The committee voted 12-2 in favor of the OIR Group over Exiger, from New York, and the Chicago-based Hillard Heintze agency after hearing hour-long presentations from each firm on Oct. 6.
Those in favor of OIR chose the agency for its commitment to community engagement and diversity in breadth of expertise, including mental health.
Committee member Keith Findley, UW-Madison law professor and co-founder of the Wisconsin Innocence Project, acknowledged that he feels the MPD is a progressive law enforcement agency and a group without strong police ties would be the best option.
“If we’ve got a progressive, enlightened police department, what’s really going to move the ball is to bring in an outside group … with the potential to push the envelope even further,” Findley said.
The ad hoc committee charged with reviewing the police department's policies and procedures was introduced by the City Council after the fatal shooting of Tony Robinson, an unarmed black teenager, by a white Madison police officer. The officer-involved shooting was later ruled justified.
In June, the City Council approved a resolution to provide an additional $350,000 to the $50,000 originally set aside to pay for consulting services. The OIR Group’s total estimated cost is $373,800.
Connection to law enforcement was a deciding factor for some members, who said they were representing individuals who would not view that as positive.
“We have a community that … (has) a lot of concerns about Madison policing, and then we’re going to allow another entity to come in that’s heavily police enforcement to make a decision and to critique what’s happening here already?” committee member Jackie Hunt of the Nehemiah Foundation said.
Sean Saiz spoke the most strongly against OIR, arguing that they lacked depth on community recommendations in past proposals and lacked racial diversity. He favored Hillard Heintze and said he thought the agency would bring a “true collaborative approach,” including with the MPD, to the comprehensive review.
“Whether we like it or not the police … they’re all stakeholders as well in this community, and I just feel like that there is this perception that just because you have had some type of affiliation with law enforcement that you can’t be progressive about policing,” Saiz said. “I think that’s a fallacy.”
Prior to the Thursday's meeting, a member of the Community Response Team, a coalition formed after the deadly officer-involved shooting of Paul Heenan, sent an email to the committee with information critical of Hillard Heintze's connection to the Chicago Police Department.
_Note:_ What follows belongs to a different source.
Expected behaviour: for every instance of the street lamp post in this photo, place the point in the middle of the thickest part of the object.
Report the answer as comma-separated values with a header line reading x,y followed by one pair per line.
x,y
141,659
The firm's vice president, Debra Kirby, formerly served as the head of the internal affairs division of the Chicago Police Department.
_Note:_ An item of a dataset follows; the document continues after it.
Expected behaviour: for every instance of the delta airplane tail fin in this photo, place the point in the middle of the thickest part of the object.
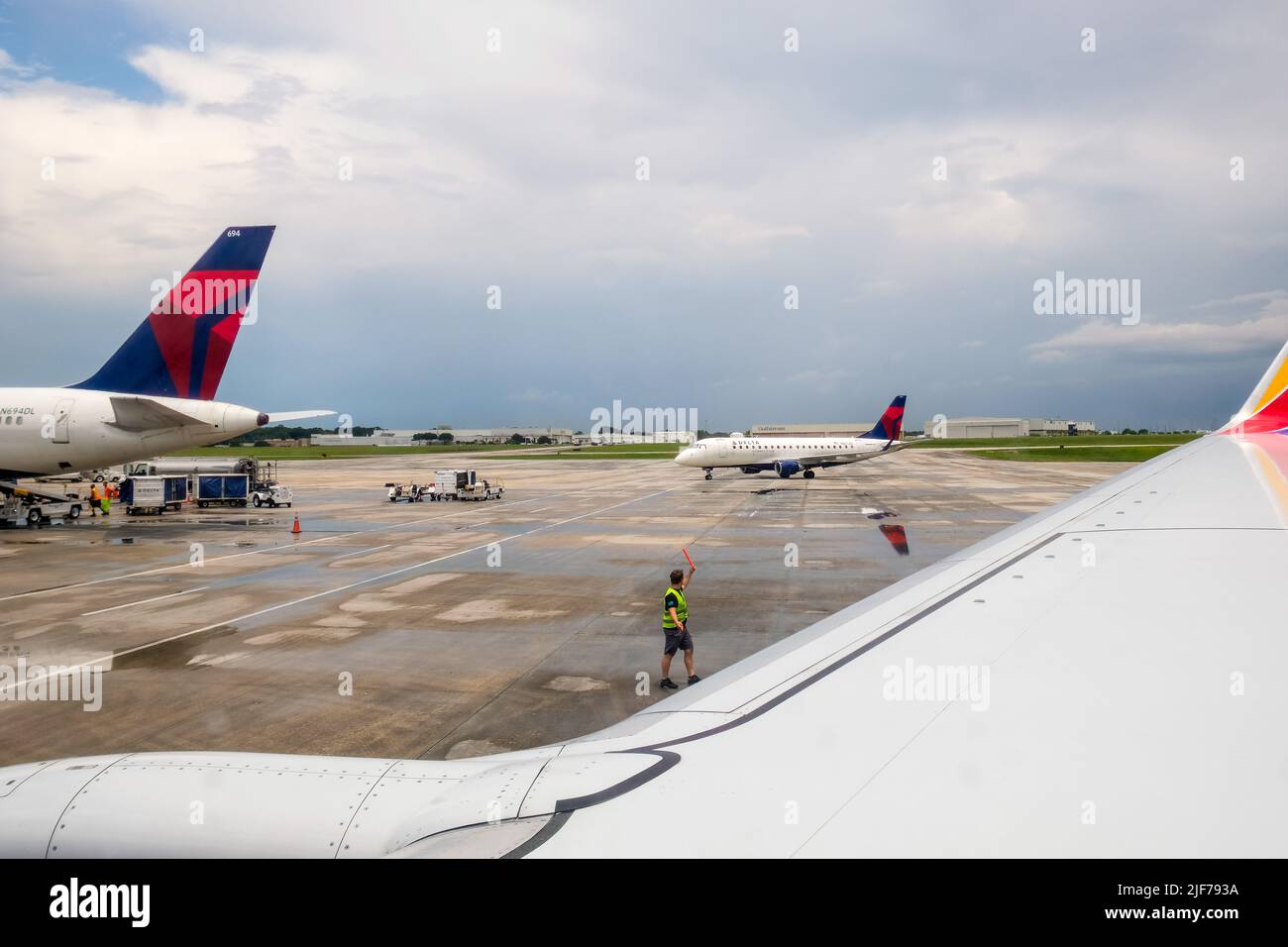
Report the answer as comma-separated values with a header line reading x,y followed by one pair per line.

The city attorney's office encouraged the committee to discuss this procedure as the email came after the official presentations. Kirby, who spoke at the beginning of the meeting, defended her prior work history.
“I did my job with integrity,” said Kirby, who was at Thursday's meeting. “I did it with ethics.”
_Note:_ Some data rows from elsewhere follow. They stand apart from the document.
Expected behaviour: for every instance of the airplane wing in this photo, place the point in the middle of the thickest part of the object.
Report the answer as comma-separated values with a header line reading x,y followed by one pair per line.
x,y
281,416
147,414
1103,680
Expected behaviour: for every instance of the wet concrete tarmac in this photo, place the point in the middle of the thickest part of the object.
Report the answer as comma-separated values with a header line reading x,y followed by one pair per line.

While some committee members said they made up their minds after the presentations and before receiving the email, others raised concerns of showing favor to the other applicants by distributing what he viewed as negative information.
“I do think that there is an element that is troublesome when there is clear favoritism,” Jerry Vang said.
Deputy Mayor Gloria Reyes said that despite a mostly transparent process, there has been behind-the-scenes talk regarding the contracts, calling out the use of privilege to give an agency a leg up in the process.
“The reason why I called that out is because it does happen,” Reyes said. “I wanted the committee to discuss that and recognize it.”
The City Council will hear the resolution for introduction at its next meeting Oct. 18.